Читать «Кирюшка» онлайн - страница 2
Вера Евгеньевна Карасева
Но в опустевшей и обледеневшей кухне ничего «горючего» уже не осталось, не нашлось даже лучинок, на которых можно было бы согреть Любочке стакан чаю.
А Любочка чувствовала себя в этот день совсем плохо. Худенькая и большеглазая, она лежала, свернувшись клубочком, под одеялом и была похожа на маленького захворавшего зайчонка.
И тут мама с мучительным страхом подумала о том, что её Любочка, её единственный, драгоценный зайчонок, может умереть от холода и голода.
Последние силы, последнее мужество оставили маму. Она опустилась на колени, положила голову на Любочкино одеяло и заплакала. Так горько мама ещё никогда не плакала: ни в тот день, когда началась война, ни тогда, когда провожала на фронт папу.
А Любочка, хоть и видела, что мама плачет, но оставалась совсем равнодушной. Она так озябла и так сильно ослабела, что ко всему была теперь безразлична.
Скрипнула дверь, и в комнату тихонько вошёл Иван Кириллыч. Он только что пришёл с работы и крепко озяб; брови у него были белые, усы тоже белые, а нос красный от мороза.
Иван Кириллыч сделал вид, что не замечает маминых слёз, и сказал:
— А температура у вас пониженная, градуса три, не больше, надо скорее затопить печку.
Мама встала и сказала, утирая слёзы:
— Я уже всё сожгла, что можно было. Остался только диван, но мы на нём спим, да ещё папины книги.
— Книги жечь — это последнее дело, — сказал Иван Кириллыч. Он постоял, тихонько постукал валенками, видно, у него замёрзли ноги, погладил себя по лбу и вдруг торопливо направился к дверям.
Через несколько минут в коридоре что-то зашуршало, зашумело, и в комнату снова вошёл Иван Кириллыч, таща за собой туго набитый большой матрасник.
— Вот, — сказал он, — это я нынче летом набил. Сосновыми стружками из-под яиц, в нашей молочной взял.
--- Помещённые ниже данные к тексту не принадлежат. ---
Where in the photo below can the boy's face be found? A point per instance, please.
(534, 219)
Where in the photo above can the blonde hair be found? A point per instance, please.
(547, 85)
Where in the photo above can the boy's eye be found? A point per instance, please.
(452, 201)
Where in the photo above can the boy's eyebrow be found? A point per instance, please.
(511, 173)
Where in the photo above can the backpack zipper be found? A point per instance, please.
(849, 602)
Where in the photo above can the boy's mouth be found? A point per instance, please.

Всё равно на нём теперь спать некому, и мы его сейчас распорем и истопим печку.
Смолистые стружки горели очень жарко, с каким-то особенным гулом, свистом и даже как будто с весёлым пением. В комнате потеплело, но Любочка всё ещё лежала под одеялом. Мама сидела подле неё и поила её горячим, чуть подслащённым чаем.
Иван Кириллыч примостился на полу у печки, подкладывал в неё стружки и смотрел на Любочку. Он думал: «До чего же истаяла малышка. Молока бы ей сейчас тёплого, хоть полстакана, или яичко!..»
Запустив руку в матрасник, Иван Кириллыч вытащил свежую охапку стружек, хотел было сунуть их в раскрытую дверцу и вдруг вскрикнул:
— Есть! Есть!
Мама обернулась и спросила испуганно:
— Иван Кириллыч, голубчик, что с вами?
Иван Кириллыч молча протянул руку. На его ладони, большой и чёрной от металлической пыли, лежало настоящее, крупное, чуть желтоватое яйцо.
— В стружках откопалось, вот чудеса! — сказал Иван Кириллыч.
Мама взяла яйцо, бережно, как очень хрупкую драгоценность, переложила его на одной ладони в другую, посмотрела на свет, потом прижала яйцо и щеке и засмеялась.
— Совсем хорошее: свежее, свежёхонькое, словно вчера только снесла его курица, — сказала мама.
— Потому что в сухих стружках лежало. И ещё бы пролежало, не испортилось, да лежать ему хватит, — усмехнулся Иван Кириллыч. — сейчас наша Любочка его скушает! — Он налил в кружку крутого кипятку, и мама опустила туда яйцо.